E’ difficile dire quanto potrà prolungarsi l’emergenza. La politica, che dopo i primi casi è partita in quarta con una serie di toni e provvedimenti in larga misura discutibili, ora, sotto la pressione esercitata dalle aziende, si è improvvisamente riorientata alla sobrietà. L’impatto sul PIL, in questo momento difficile da valutare, ci sarà e le aziende più attrezzate, come sempre, approfittano degli shock di mercato come un’occasione per riorganizzarsi e trasformare i rischi in vantaggi competitivi. Ovviamente nessuno dice che poiché in ogni crisi c’è chi perde ma anche chi guadagna, si potrebbero tassare i sovrapprofitti dei secondi per aiutare i primi.

Il cosiddetto smart working è uno dei fenomeni che potrebbe ricevere un forte impulso dal coronavirus. In Italia per ora è largamente sottoutilizzato. Secondo i dati dell’Osservatorio Smart Working della scuola di management del Politecnico di Milano nel 2019 erano 570.000 i lavoratori da casa, un dato in crescita del 20% rispetto all’anno precedente, ma ancora basso in termini assoluti, circa il 10% del bacino potenziale. E anche se i dati riferiscono che il 76% di chi lo pratica è soddisfatto (contro il 55% di chi lavora in azienda), è indubbio che le conseguenze su chi fa una scelta di questo genere, spesso – come si è visto – volontaria più nella forma che nella sostanza, si espone a una serie di incognite pratiche, ma soprattutto a un pericolo certo, quello dell’atomizzazione. L’unione fa la forza, ma unire lavoratori disseminati sul territorio e collegati soltanto virtualmente dal fatto di stare su una rete in fibra ottica che li unisce alla stessa azienda è più difficile.
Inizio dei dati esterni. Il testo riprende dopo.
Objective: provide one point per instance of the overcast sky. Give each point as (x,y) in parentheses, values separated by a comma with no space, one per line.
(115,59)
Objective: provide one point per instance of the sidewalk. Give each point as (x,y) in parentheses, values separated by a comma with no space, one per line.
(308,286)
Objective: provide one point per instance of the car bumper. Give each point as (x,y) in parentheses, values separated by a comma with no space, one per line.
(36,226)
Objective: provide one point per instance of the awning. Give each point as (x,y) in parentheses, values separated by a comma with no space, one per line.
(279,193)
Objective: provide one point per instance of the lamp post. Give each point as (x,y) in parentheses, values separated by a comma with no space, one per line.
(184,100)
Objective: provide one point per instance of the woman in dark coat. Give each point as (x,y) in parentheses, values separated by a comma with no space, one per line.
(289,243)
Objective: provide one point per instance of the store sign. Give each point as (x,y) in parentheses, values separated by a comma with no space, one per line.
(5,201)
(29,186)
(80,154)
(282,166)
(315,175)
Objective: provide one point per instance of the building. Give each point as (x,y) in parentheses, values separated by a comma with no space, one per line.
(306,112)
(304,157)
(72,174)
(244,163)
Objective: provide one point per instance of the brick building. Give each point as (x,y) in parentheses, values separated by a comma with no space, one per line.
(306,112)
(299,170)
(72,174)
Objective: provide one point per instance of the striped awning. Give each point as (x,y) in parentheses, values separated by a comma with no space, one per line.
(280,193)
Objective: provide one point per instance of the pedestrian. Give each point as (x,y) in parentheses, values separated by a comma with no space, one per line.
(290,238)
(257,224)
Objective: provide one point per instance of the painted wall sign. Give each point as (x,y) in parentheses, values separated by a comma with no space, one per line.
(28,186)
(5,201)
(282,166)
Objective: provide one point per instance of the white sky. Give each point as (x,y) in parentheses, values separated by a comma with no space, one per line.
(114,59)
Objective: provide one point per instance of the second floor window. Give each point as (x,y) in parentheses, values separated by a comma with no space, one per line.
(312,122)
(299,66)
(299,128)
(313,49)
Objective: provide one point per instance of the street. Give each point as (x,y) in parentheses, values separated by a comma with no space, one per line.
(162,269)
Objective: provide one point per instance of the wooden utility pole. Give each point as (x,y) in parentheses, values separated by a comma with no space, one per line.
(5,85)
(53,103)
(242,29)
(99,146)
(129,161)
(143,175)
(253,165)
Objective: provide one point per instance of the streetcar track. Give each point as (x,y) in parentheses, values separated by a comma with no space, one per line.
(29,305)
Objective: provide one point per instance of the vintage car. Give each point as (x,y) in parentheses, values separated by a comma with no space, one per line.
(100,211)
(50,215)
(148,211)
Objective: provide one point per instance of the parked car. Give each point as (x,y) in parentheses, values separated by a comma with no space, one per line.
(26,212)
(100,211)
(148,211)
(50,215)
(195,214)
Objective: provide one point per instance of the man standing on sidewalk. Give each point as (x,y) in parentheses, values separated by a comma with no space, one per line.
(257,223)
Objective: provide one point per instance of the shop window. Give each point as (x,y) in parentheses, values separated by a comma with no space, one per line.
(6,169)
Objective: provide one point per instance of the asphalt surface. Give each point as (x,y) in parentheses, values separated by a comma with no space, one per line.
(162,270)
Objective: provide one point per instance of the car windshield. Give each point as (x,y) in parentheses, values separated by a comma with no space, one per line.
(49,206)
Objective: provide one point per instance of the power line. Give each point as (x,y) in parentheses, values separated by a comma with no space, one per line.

Sciopero vietato per virus

Infine preoccupa l’iniziativa della Commissione di Garanzia sugli Scioperi nei Servizi Essenziali, che dopo aver lanciato un appello ai sindacati a sospendere ogni agitazione fino al 31 marzo, ha emesso un provvedimento con cui è passata dall’invito alla cancellazione d’autorità degli scioperi in calendario. Si tratta anche in questo caso di stabilire un precedente: sospendere il diritto di sciopero su tutto il territorio nazionale, anche nelle zone dove ancora non si conta un solo caso di contagio, scavalcando il potere esecutivo e le autorità sanitarie, tra l’altro con effetti paradossali, come quello di cancellare lo sciopero della scuola del 6 marzo, in un momento in cui gran parte delle scuole potrebbe essere chiusa e di tenere in servizio, bus, treni e metropolitane, cioè luoghi in cui tenere la ‘distanza di sicurezza di un metro’ è impossibile. L’ennesima conferma del paradosso determinato dal proliferare di centri di potere le cui prerogative spesso, in assenza di un’autorevole autorità centrale, si sovrappongono con esiti surreali.